Nem precisa continuar a me imaginar cinematograficamente mediúnica, como o rapazinho assustado de “Sexto Sentido” a sussurrar “I see dead people”. Não é nada disso.
Vou ser paciente com você que é tão paciente comigo, mesmo eu retornando a este tema: a morte. É que eu vivo (e não consigo rir da presente ironia) pensando nela. Então, pacientemente, reformulo a frase: vejo os meus mortos.
Percebo que ainda não fui compreendida. Tire a viseira e tente mais uma vez. Não vejo gente morta. Não vejo a minha gente morta. Não mantenho contato, nem visual que seja, com espectros fantasmagóricos a me contarem informações além-vida. Gostaria de ter essas informações. Gostaria de saber como estão, se me esperam e, principalmente, se sabem se essa será uma espera longa.

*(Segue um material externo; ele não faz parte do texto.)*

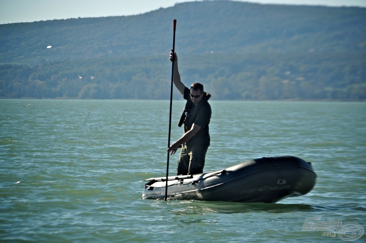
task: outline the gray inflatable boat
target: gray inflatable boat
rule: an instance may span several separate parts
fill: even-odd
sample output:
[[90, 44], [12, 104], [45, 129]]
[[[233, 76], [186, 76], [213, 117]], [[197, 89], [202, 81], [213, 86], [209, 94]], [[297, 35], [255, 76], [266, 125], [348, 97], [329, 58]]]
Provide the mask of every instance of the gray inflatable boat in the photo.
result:
[[[202, 174], [168, 178], [169, 200], [274, 203], [305, 195], [315, 185], [310, 163], [292, 156], [263, 157]], [[165, 198], [166, 177], [144, 181], [142, 198]]]

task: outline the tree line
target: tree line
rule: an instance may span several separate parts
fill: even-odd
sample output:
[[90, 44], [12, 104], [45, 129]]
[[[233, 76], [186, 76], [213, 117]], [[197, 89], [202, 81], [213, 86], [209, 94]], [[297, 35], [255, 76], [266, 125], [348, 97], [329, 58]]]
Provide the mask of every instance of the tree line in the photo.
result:
[[[165, 56], [63, 61], [0, 68], [0, 97], [63, 99], [169, 99], [171, 65]], [[183, 55], [188, 86], [202, 83], [220, 100], [366, 99], [362, 54]], [[10, 80], [8, 81], [7, 80]], [[177, 92], [174, 98], [179, 98]]]

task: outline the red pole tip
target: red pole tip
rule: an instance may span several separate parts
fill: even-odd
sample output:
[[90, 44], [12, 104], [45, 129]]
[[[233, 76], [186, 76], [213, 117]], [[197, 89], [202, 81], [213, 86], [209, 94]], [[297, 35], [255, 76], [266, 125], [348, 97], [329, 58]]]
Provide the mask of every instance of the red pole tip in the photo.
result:
[[174, 19], [173, 20], [173, 30], [175, 30], [175, 27], [177, 25], [177, 20]]

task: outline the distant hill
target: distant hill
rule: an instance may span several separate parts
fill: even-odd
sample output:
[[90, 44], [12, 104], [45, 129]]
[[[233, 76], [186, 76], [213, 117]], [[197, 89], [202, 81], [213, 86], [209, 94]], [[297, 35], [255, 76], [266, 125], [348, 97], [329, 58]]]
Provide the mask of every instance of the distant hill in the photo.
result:
[[365, 16], [363, 8], [218, 0], [1, 24], [0, 97], [167, 98], [176, 19], [183, 81], [202, 82], [213, 99], [362, 100]]

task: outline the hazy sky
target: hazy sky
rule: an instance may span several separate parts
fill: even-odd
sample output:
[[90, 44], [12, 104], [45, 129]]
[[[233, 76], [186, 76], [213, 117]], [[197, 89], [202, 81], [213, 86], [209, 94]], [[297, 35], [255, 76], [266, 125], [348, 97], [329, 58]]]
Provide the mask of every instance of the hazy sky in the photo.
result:
[[[189, 0], [0, 0], [0, 24], [79, 17], [105, 17], [143, 14]], [[265, 4], [357, 6], [366, 0], [252, 0]]]

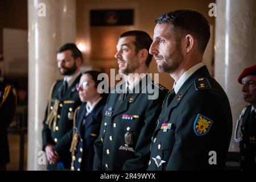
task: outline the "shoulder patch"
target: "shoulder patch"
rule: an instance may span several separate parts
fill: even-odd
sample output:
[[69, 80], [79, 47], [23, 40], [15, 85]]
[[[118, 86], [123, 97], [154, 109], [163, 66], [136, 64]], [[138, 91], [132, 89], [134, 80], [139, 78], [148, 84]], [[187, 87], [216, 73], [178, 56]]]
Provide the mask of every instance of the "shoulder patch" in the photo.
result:
[[213, 121], [208, 118], [198, 114], [194, 121], [194, 131], [197, 136], [203, 136], [207, 134]]
[[209, 90], [212, 88], [209, 80], [207, 78], [197, 78], [194, 83], [196, 90]]
[[241, 112], [241, 115], [243, 115], [247, 108], [248, 108], [247, 107], [245, 107], [245, 108], [243, 108], [243, 110], [242, 110], [242, 112]]
[[159, 84], [158, 82], [156, 82], [155, 81], [152, 81], [152, 84], [154, 85], [155, 85], [155, 86], [157, 86], [158, 88], [159, 88], [159, 89], [161, 90], [168, 90], [166, 88], [165, 88], [164, 86], [163, 86], [163, 85]]

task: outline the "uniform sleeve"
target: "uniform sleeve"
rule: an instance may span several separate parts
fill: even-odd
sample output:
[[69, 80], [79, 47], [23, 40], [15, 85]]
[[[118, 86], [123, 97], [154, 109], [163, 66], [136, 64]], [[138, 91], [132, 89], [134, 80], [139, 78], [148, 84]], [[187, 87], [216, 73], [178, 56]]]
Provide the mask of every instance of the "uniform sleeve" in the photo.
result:
[[[104, 107], [103, 111], [105, 110], [106, 105]], [[102, 151], [103, 144], [101, 142], [101, 137], [102, 137], [103, 130], [104, 129], [104, 121], [105, 115], [104, 112], [102, 111], [102, 119], [101, 124], [100, 130], [100, 135], [94, 143], [94, 156], [93, 158], [93, 170], [94, 171], [102, 171]]]
[[[225, 151], [230, 142], [228, 124], [230, 118], [225, 116], [221, 104], [209, 92], [196, 92], [186, 101], [187, 105], [180, 109], [175, 126], [175, 142], [166, 169], [220, 169], [224, 163]], [[194, 128], [198, 119], [212, 123], [208, 122], [210, 126], [204, 130], [204, 134], [197, 133]]]
[[[65, 156], [67, 151], [69, 151], [71, 142], [73, 138], [73, 128], [67, 132], [61, 139], [55, 144], [54, 149], [57, 153], [61, 157]], [[71, 155], [71, 154], [70, 154]]]
[[135, 157], [126, 161], [122, 170], [146, 170], [150, 156], [151, 137], [156, 126], [156, 121], [160, 114], [163, 101], [167, 91], [159, 90], [159, 97], [150, 101], [144, 114], [144, 126], [139, 135], [135, 147]]

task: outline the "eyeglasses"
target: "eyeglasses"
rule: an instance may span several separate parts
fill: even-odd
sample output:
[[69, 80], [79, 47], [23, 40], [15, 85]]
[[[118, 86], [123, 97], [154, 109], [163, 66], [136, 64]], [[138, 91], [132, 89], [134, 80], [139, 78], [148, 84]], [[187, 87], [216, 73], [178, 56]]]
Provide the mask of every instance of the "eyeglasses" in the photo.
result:
[[76, 85], [76, 88], [77, 91], [79, 91], [80, 90], [80, 89], [82, 90], [85, 90], [85, 89], [86, 88], [88, 85], [88, 83], [87, 82], [87, 81], [85, 81], [85, 82], [83, 82], [82, 83], [77, 84]]

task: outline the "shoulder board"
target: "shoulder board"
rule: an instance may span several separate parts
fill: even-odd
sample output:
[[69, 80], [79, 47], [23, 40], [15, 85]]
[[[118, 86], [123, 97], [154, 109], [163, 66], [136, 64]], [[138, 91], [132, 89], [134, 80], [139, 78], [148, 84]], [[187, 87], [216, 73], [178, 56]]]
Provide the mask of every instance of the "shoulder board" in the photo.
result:
[[196, 90], [209, 90], [212, 88], [208, 79], [205, 77], [197, 78], [194, 82]]
[[163, 85], [159, 84], [158, 83], [158, 82], [155, 82], [155, 81], [152, 81], [152, 84], [154, 85], [155, 85], [155, 86], [157, 86], [158, 88], [159, 88], [159, 89], [161, 90], [163, 90], [163, 90], [168, 90], [166, 88], [165, 88], [164, 86], [163, 86]]
[[243, 115], [243, 114], [245, 114], [245, 111], [246, 111], [247, 109], [249, 108], [249, 106], [246, 106], [245, 108], [243, 109], [243, 110], [242, 110], [242, 112], [241, 112], [241, 115]]

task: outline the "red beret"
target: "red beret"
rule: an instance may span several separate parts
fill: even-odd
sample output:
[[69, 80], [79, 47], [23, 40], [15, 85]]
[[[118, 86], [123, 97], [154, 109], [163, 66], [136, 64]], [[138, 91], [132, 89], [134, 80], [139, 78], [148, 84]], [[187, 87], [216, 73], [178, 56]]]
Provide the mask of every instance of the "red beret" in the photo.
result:
[[243, 69], [237, 80], [240, 84], [242, 84], [242, 79], [248, 75], [256, 75], [256, 64]]

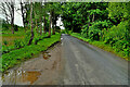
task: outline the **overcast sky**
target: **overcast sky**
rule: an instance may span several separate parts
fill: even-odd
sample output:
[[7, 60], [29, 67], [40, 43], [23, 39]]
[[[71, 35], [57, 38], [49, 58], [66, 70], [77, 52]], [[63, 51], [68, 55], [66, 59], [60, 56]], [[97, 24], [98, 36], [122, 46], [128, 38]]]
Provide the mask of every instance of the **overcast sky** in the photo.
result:
[[[16, 4], [17, 8], [21, 8], [20, 4]], [[18, 25], [18, 26], [23, 26], [23, 20], [22, 20], [22, 15], [21, 15], [21, 10], [20, 11], [15, 11], [14, 12], [14, 24]], [[4, 15], [2, 14], [2, 12], [0, 11], [0, 17], [1, 18], [4, 18]], [[63, 25], [62, 21], [61, 21], [61, 17], [57, 20], [56, 22], [56, 26], [60, 26], [60, 25]], [[61, 29], [64, 29], [63, 26], [60, 26]]]

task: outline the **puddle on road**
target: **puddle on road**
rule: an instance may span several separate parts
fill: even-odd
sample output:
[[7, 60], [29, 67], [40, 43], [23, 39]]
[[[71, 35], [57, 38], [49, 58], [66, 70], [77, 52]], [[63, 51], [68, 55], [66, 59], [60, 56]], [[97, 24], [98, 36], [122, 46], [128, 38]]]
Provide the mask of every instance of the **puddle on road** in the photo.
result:
[[3, 74], [2, 82], [5, 85], [8, 85], [9, 83], [13, 85], [17, 85], [17, 84], [31, 85], [39, 78], [41, 72], [37, 70], [12, 71], [10, 73]]

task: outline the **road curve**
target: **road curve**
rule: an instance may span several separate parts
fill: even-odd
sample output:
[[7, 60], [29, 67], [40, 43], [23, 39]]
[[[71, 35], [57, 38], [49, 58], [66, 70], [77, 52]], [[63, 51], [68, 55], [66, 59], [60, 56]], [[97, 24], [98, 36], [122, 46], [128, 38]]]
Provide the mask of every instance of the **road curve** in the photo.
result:
[[77, 38], [62, 35], [64, 85], [128, 85], [128, 62]]

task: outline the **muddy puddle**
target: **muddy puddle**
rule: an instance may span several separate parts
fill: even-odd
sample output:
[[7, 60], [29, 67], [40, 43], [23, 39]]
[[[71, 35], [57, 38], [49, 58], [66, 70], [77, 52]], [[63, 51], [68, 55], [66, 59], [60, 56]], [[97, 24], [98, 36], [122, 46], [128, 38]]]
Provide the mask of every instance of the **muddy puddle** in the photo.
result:
[[13, 70], [11, 72], [6, 72], [2, 75], [2, 84], [3, 85], [31, 85], [34, 84], [41, 72], [38, 70]]

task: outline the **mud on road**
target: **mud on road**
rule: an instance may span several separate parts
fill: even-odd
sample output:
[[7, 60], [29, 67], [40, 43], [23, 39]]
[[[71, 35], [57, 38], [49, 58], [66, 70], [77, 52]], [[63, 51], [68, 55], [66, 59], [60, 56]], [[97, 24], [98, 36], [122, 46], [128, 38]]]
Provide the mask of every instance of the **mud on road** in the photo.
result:
[[56, 85], [63, 63], [61, 42], [2, 75], [2, 85]]

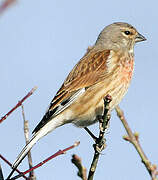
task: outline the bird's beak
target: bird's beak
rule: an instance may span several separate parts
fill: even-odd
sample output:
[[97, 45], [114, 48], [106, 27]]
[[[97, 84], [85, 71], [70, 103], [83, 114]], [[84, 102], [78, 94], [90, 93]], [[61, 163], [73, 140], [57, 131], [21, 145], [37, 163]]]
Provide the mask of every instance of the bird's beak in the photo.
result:
[[141, 41], [146, 41], [146, 38], [143, 35], [141, 35], [140, 33], [138, 33], [135, 38], [135, 42], [141, 42]]

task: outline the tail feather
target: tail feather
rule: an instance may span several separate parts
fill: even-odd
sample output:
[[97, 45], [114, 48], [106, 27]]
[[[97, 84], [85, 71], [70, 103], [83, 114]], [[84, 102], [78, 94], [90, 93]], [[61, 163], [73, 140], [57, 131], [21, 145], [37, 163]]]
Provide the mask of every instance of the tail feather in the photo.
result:
[[21, 163], [21, 161], [25, 158], [27, 153], [31, 150], [33, 145], [39, 139], [41, 139], [43, 136], [45, 136], [46, 134], [48, 134], [49, 132], [51, 132], [52, 130], [54, 130], [55, 128], [57, 128], [57, 127], [59, 127], [60, 125], [63, 124], [62, 121], [60, 121], [60, 120], [62, 120], [62, 118], [61, 119], [55, 118], [55, 119], [51, 120], [43, 128], [41, 128], [38, 132], [36, 132], [32, 136], [32, 138], [30, 139], [29, 143], [26, 144], [26, 146], [22, 149], [21, 153], [18, 155], [17, 159], [13, 163], [13, 165], [12, 165], [13, 169], [18, 167], [18, 165]]

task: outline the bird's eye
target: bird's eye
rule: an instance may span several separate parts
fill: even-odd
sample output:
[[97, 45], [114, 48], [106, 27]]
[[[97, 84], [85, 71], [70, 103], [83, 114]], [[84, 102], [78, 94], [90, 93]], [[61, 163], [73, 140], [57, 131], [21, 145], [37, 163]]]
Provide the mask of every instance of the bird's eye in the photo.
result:
[[124, 33], [125, 33], [126, 35], [131, 34], [131, 32], [130, 32], [130, 31], [125, 31]]

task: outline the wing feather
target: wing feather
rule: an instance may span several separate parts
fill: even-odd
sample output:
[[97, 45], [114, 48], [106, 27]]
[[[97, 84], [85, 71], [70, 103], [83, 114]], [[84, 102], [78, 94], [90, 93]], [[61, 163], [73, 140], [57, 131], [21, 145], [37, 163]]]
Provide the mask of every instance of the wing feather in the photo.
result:
[[63, 85], [57, 92], [43, 119], [37, 125], [33, 132], [37, 132], [52, 117], [64, 111], [78, 95], [99, 82], [105, 76], [107, 67], [106, 62], [109, 58], [110, 50], [88, 51], [85, 56], [72, 69]]

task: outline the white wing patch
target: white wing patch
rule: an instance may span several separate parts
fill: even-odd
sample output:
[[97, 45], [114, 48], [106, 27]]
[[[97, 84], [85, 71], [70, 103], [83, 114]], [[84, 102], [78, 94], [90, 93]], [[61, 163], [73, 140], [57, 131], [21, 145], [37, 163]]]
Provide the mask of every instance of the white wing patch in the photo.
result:
[[85, 88], [79, 89], [75, 94], [73, 94], [68, 99], [62, 101], [58, 106], [56, 111], [53, 113], [53, 116], [57, 116], [59, 113], [64, 111], [67, 107], [69, 107], [79, 96], [81, 96], [85, 92]]

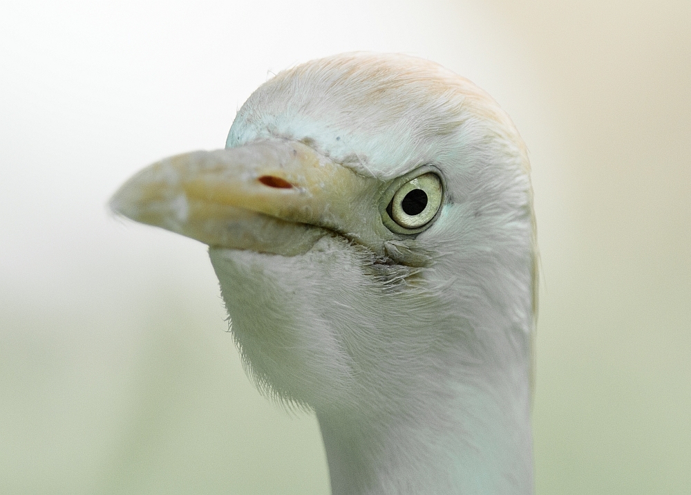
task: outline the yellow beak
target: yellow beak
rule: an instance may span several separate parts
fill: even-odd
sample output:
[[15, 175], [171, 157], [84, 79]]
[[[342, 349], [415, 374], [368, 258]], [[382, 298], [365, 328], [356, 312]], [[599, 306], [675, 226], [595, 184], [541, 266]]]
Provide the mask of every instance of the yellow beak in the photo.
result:
[[375, 241], [381, 191], [381, 181], [310, 147], [272, 140], [162, 160], [125, 183], [110, 205], [211, 247], [290, 256], [329, 231]]

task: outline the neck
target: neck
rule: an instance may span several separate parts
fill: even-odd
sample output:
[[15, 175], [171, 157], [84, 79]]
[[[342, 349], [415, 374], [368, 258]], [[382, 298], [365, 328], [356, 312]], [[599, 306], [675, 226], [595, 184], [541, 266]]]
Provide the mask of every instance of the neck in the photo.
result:
[[417, 407], [317, 411], [333, 495], [531, 494], [528, 380], [505, 371], [493, 388], [427, 383]]

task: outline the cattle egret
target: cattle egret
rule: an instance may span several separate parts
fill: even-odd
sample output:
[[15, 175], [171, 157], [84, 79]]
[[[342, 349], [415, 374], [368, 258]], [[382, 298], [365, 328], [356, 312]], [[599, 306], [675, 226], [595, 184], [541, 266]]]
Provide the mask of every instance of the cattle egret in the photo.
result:
[[225, 149], [111, 203], [209, 245], [258, 389], [316, 413], [333, 494], [530, 494], [536, 245], [509, 118], [433, 62], [298, 65]]

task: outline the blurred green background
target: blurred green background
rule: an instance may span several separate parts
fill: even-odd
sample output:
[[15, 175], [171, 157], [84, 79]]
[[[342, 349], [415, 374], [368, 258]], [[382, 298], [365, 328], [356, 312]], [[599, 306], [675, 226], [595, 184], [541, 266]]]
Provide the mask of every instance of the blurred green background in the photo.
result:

Vejo meus mortos, agora sim, o tempo todo. Vejo-os nos objetos, nos móveis, na rua. Vejo-os na televisão e no cinema. Nas revistas e nas notícias do jornal. Vejo-os nos livros que leio à noite e no café que tomo pela manhã. Vejo-os em tudo o que gostaria de com eles compartilhar. Vejo-os naquilo que sei que eles gostariam de também ver. Vejo-os nos lugares, nas viagens, nos cheiros, nos sons e nos hábitos que carrego.
Sei que estão mortos. Duramente, sei disso. Vê-los, no entanto, em todas as coisas que me cercam, é aceitar que estão mortos, mas nunca, jamais, matá-los. Vê-los é a minha pequena vitória sobre a morte.